"Je voulais savoir où c'en était pour..., en fait on l'attend", demande Ludivine Togna au téléphone, infirmière coordinatrice de soins.
Cette patiente, attendue dans le service psychiatrie pour son suivi, ne viendra pas. L’équipe médicale est préoccupée, mais ne la lâche pas pour autant.
Ludivine Togna intervient dans le dépistage précoce des pathologies psychiatriques, dès 16 ans. Changer l’image de la psychiatrie, briser les tabous, pour mieux accompagner les patients et leurs familles. Car plus la prise en charge commence tôt, moins il y a de risque chronique.
Mais les décompensations (dégradations) et les rechutes font aussi partie du quotidien de ces soignants. "Je ne dirais pas qu'on a l'habitude, bien sûr que c'est vécu comme un échec pour nous, on essaie de faire le maximum. Nous on fait de la psycho-éducation qui permet de faire prendre conscience aux patients que c'est une maladie, que ça se soigne et que c'est important d'avoir un traitement, qu'on ne peut pas s'en sortir tout seul", explique Ludivine Togna.
"Il faut prendre conscience que le cerveau, c’est un organe qui s’abîme aussi et peut aussi être malade, comme plein d’autres maladies qui ne se voient pas"

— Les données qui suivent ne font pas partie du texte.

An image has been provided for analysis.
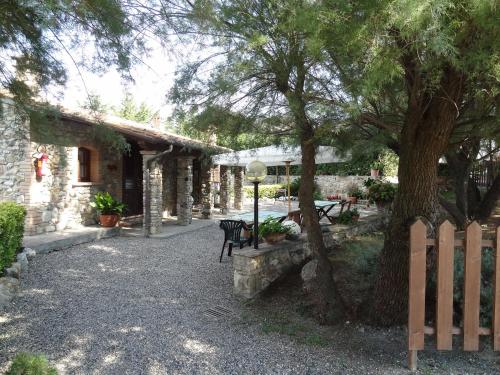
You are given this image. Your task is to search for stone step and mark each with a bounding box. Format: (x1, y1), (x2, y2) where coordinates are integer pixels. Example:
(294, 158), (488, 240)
(23, 226), (120, 254)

Martin et Yesica reviennent de leur tournée de visites à domicile. A eux deux, ils suivent 69 patients sur Faa’a et Moorea…Maillons essentiels dans le suivi de ces maladies chroniques, et pour éviter la rupture des soins. "Chaque patient a sa propre raison de l'arrêter, après en règle générale, cela fait partie de symptômes qui est le déni de la maladie. Donc la non-acceptation des soins. Tout notre travail est là : faire comprendre la maladie au patient, à la famille, à l'entourage, pour les accompagner dans la vie de tous les jours", souligne Martin Tevenon, infirmier diplômé d’Etat en psychiatrie.
Oui mais voilà, la géographie de la Polynésie ne permet pas un accès aux soins équitable à tous les patients. Seuls deux centres existent : à Papeete et à Taravao. Des missions ont lieu régulièrement, en fonction de l’isolement des îles. Certains patients ne voient leur psychologue ou leur psychiatre qu’une fois par an. Aucune structure d’hospitalisation non plus pour la prise en charge des toxicomanes, lorsque l’on sait que certains troubles psychotiques entraînent une appétence pour les substances addictives.

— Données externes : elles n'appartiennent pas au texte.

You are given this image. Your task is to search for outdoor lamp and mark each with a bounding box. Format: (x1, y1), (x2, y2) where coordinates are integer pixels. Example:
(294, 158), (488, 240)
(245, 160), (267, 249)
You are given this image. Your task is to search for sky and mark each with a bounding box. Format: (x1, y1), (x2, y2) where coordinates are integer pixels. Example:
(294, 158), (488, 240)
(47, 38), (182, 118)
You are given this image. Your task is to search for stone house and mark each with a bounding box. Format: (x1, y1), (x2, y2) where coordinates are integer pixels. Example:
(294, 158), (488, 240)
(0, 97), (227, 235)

Les pathologies psychiatriques souffrent encore d’un tabou. Les maladies mentales font parfois honte ou peur. Et la tolérance de l’entourage peut aussi mener à retarder l’accès aux soins.
Trop peu de psychiatres
Enfin, l’offre de soins reste insuffisante par rapport au nombre d’habitants. Seulement 12 psychiatres pour 100 000 habitants. C’est presque 2 fois moins que dans l’Hexagone qui compte 23 psychiatres pour 100 000 habitants, un des ratios les plus élevés d’Europe. "Les gens qui souffrent de troubles psychiatriques sévères sont davantage victimes en fait de violence, de la dangerosité des autres, ou se font du mal à eux-mêmes avant de faire du mal à autrui. Enfin ça peut exister dans certaines situations très rares", indique le docteur Johan SEBTI, chef de service psychiatrie.

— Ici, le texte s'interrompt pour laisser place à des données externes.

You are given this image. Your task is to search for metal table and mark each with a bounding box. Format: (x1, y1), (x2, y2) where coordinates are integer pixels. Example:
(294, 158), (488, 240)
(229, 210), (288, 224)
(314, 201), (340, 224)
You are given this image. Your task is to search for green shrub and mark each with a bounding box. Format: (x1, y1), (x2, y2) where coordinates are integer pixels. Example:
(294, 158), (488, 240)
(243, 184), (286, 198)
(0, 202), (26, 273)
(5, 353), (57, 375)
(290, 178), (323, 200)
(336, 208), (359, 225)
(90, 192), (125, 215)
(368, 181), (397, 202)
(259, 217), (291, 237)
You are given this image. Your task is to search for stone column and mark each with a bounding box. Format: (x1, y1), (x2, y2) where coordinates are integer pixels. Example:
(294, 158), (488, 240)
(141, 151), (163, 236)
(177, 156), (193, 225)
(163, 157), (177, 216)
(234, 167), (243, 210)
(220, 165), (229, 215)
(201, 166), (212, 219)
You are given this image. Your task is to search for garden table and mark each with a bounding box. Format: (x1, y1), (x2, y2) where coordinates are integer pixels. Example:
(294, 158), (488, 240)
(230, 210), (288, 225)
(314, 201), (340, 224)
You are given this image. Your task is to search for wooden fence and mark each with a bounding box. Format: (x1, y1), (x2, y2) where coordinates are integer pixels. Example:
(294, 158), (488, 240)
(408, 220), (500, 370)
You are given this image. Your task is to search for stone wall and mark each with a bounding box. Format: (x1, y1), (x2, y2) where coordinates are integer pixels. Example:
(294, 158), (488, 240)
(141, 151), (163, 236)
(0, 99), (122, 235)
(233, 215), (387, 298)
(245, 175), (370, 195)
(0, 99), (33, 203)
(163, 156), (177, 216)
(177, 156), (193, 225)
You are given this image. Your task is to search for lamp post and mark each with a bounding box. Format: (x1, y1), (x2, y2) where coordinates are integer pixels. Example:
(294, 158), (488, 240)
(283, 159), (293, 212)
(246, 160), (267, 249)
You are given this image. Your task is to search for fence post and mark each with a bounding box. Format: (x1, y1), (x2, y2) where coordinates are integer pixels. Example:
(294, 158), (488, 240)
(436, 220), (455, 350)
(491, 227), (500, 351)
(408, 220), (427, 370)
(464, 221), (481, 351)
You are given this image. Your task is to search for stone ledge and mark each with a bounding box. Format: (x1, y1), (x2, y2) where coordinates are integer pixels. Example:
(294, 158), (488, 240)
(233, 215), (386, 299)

Les addictions (paka, alcool, ice) ou un environnement violent augmentent le risque de passage à l’acte agressif. La justice prononce des peines individualisées. L’altération du discernement doit être établie médicalement. Elle sera prise en compte pour juger aussi la dangerosité des prévenus et l’atténuation de leur responsabilité au moment des faits. "Quand il y a une atténuation, bien évidemment c'est pris en compte par les jurés et les magistrats. Mais quand on n'est pas dans l'atténuation par rapport au profil psychologique et psychiatrique, effectivement la peine est adaptée au profil des personnes. D'où l'intérêt de faire des expertises de ces personnes-là, et ici nous avons un vrai problème pour trouver des experts psychiatres", remarque Thomas Pison, procureur général près la Cour d'appel de Papeete.
Il n’existe aucun chiffre sur le nombre de détenus atteints d’une pathologie psychiatrique.
Troubles mentaux : 40% de la population
En cas de rupture de soins, les médecins conseillent d’abord aux familles d’en parler avec le patient afin qu’il reprenne son traitement, de faire appel aux associations (SOS Suicide ou Taputea Ora) ou de contacter les équipes de soins ou le SAMU.
Une étude de l’OMS de 2015 avait relevé que 40% de la population polynésienne souffrait de troubles mentaux passés ou actuels.